NSs association with TBK1 and transient NF-κB activation. (A) Coimmunoprecipitation of NSs and TBK1. Pretreated cell lysates in pRK5-Flag-NSs-transfected HEK293 were immunoprecipitated with the anti-Flag antibody. The immunoprecipitates were denatured and subjected to SDS-PAGE and Western blot analyses with anti-Flag and anti-TBK1 antibodies, respectively. (B) Transient phosphorylation and activation of NF-κB p65 (RelA) and NF-κB2, and degradation of IκB-α in infected THP-1 cells. Cell lysates at various time points postinfection were prepared from noninfected or infected cells, and subsequently subjected to SDS-PAGE and Western blot analyses. (C) Inhibition of NF-κB signaling suppressed SFTSV replication.

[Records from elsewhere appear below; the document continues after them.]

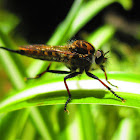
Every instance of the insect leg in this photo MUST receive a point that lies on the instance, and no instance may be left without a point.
(52, 71)
(95, 77)
(103, 69)
(67, 77)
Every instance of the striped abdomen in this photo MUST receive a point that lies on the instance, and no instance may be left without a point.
(44, 52)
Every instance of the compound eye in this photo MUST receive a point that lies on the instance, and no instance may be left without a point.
(99, 57)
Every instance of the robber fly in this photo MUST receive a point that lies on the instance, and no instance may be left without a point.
(77, 56)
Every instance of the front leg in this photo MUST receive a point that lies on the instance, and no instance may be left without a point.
(48, 70)
(103, 69)
(95, 77)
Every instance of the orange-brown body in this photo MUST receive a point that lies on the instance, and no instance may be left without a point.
(75, 55)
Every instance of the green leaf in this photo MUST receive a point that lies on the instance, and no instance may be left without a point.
(87, 91)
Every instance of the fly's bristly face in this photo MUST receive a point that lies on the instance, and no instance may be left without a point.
(100, 58)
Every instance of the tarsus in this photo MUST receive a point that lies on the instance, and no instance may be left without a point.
(15, 51)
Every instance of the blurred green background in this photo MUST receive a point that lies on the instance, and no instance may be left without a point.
(110, 25)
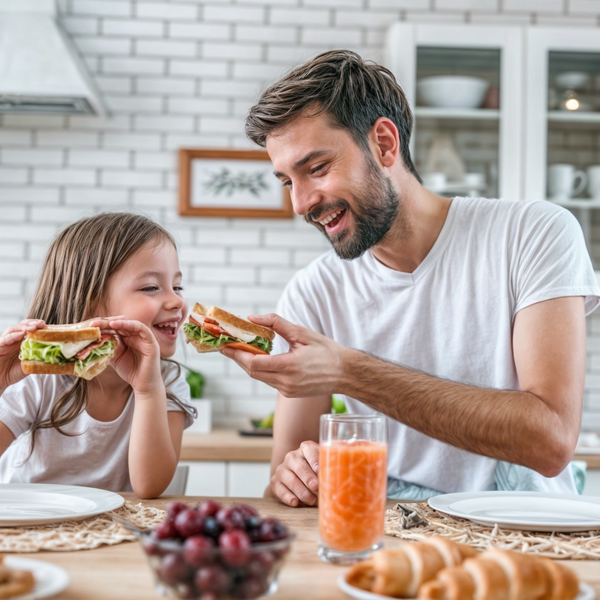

THP-1 cells were pretreated with inhibitors of NF-κB (100 nM) or IKK (10 μM) for 1 h, and subsequently infected with SFTSV. At 24 hpi, total RNA was prepared for reverse transcription and cDNA were subjected to real-time PCR for quantifying S gene copies in the infected cells. (D) Infectious virus titers in NF-κB inhibitor-treated THP-1 cells were lower than those in nontreated cells. Culture media from infected THP-1 cells, treated or not treated with the inhibitor, were diluted and subsequently used to infect Vero cells in 12-well plates for infectious virus titration (TCID₅₀, Student t test; *, P < 0.05).